OK, a quick lesson in processor architecture.
Modern processors have got faster over the years a great deal faster than the rest of the computer system. In particular the processor core - the bit that does the actual computation has become much faster than the memory it uses. Many many years ago there wasn’t a great deal of difference in the time it took to fetch data from memory and the time it took to say add two numbers together. Now the difference is of the order of a hundred times. Clearly this is bad. Indeed if there wasn’t a fix, computers would be very substantially slower than they are today.
The big win is to notice that programs have temporal locality. That is, things that they have used recently, tend to get used again pretty soon. Also they have spatial locality, things you need soon, are often close by in memory to things you recently used. Also, it is possible to make very very fast memory, that is close in speed to modern processors cores. But it is much much less dense, and much more power hungry than ordinary memory. Plus, in order to access it quickly you really need to have it physically right next to the processor core on the same chip. This very fast, but small memory is called cache. The other trick is that we can make the cache operate automatically, buy adding a heap of extra logic, which keeps looking at the memory requests that the processor makes, and short circuits them if the data needed is already in cache. And we make the cache operate in small blocks - so that the data held is in small blocks of memory addresses that are next to one another. Thus we can take advantage of both temporal and spatial locality. If we fetch a data item from memory, the cache controller will ask the memory system for the entire cache block surrounding that data item, and store it. If either that data item, or a close neighbour is needed again soon, it is ready and waiting to be delivered much faster than if the processor had to go all the way to memory. This is a massive win.
As time has gone on, we find that the balance between really fast performance, and the amount of data we can hold in cache starts to fail, and we really wish we had a much bigger cache, but we can’t make it fast enough. So the easy answer, add another layer of cache. So we have really fast, but not very big, and pretty fast, and much bigger cache. These are level 1 and level 2 caches. Very high end processors have three levels of cache. Expect even more.

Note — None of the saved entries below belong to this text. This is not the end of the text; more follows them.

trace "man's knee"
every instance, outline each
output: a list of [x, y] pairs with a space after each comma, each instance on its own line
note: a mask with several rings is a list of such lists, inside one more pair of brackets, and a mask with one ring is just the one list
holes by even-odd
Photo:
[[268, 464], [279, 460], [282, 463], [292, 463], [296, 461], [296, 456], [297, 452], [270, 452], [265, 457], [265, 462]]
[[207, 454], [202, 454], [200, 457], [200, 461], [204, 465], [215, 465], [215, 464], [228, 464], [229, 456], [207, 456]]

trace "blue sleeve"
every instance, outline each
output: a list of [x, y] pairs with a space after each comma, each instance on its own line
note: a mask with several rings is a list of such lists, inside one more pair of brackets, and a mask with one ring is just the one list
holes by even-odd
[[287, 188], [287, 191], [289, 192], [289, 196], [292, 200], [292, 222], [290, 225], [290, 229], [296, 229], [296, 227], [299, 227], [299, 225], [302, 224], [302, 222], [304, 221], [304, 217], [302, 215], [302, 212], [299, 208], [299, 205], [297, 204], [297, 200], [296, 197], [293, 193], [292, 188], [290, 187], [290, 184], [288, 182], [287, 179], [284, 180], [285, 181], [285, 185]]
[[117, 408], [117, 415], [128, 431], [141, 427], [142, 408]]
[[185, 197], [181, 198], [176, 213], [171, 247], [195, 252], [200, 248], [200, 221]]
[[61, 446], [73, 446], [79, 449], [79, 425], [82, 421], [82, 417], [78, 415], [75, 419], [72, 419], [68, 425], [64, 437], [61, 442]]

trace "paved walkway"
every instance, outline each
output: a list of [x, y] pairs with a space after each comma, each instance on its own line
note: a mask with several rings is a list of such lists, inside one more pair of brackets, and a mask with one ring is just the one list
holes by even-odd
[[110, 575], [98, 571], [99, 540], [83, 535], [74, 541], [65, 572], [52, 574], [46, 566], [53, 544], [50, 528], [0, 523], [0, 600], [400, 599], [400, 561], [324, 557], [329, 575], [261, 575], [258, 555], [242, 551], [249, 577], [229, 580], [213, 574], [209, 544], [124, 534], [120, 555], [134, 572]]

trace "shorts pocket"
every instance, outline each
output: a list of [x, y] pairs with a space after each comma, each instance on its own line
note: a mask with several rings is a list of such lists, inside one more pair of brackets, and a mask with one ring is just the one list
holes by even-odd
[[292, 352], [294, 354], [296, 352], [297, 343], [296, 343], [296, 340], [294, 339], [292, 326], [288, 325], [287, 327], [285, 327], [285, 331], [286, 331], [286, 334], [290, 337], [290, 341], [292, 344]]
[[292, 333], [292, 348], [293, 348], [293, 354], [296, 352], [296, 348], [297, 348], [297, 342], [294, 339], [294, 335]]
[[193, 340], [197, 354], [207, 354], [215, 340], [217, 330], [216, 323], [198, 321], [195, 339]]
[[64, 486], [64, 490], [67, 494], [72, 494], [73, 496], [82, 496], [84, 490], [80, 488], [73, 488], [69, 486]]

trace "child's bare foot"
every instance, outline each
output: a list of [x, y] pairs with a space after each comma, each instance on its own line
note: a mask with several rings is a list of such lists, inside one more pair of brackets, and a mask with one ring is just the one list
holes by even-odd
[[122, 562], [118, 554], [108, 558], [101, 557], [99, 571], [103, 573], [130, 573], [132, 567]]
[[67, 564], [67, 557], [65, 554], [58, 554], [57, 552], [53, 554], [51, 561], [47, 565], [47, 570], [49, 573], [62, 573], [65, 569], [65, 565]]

The problem is of course that eventually a cache gets full. Then the cache controller throws away some data (writing it back to memory it it needs to) and reuses the space so freed for new data. Clearly it might have to throw away data that was actually still in use, and thus the program pays a penalty to get that data back again. In the worst case you can get cache thrashing behaviour.
So, no matter what, more cache means more data held close to the processor core, and the faster the machine will be.
The difference is access speeds is pretty impressive. I haven’t looked at the later x86 offering, but a typical set of numbers would be - access to data already in the processor, some fraction of a clock cycle. Access to level 1 cache - say three cycles. Access to level 2 cache - say 25 cycles. Access to memory - hundred plus cycles. That 3MB versus 6MB of cache is the level 2 cache. For completeness, it is worth noting that the level 1 caches are per core caches - and there are two per core - one for data and one for program code. The level 2 cache is shared between the two cores and can hold both code and data.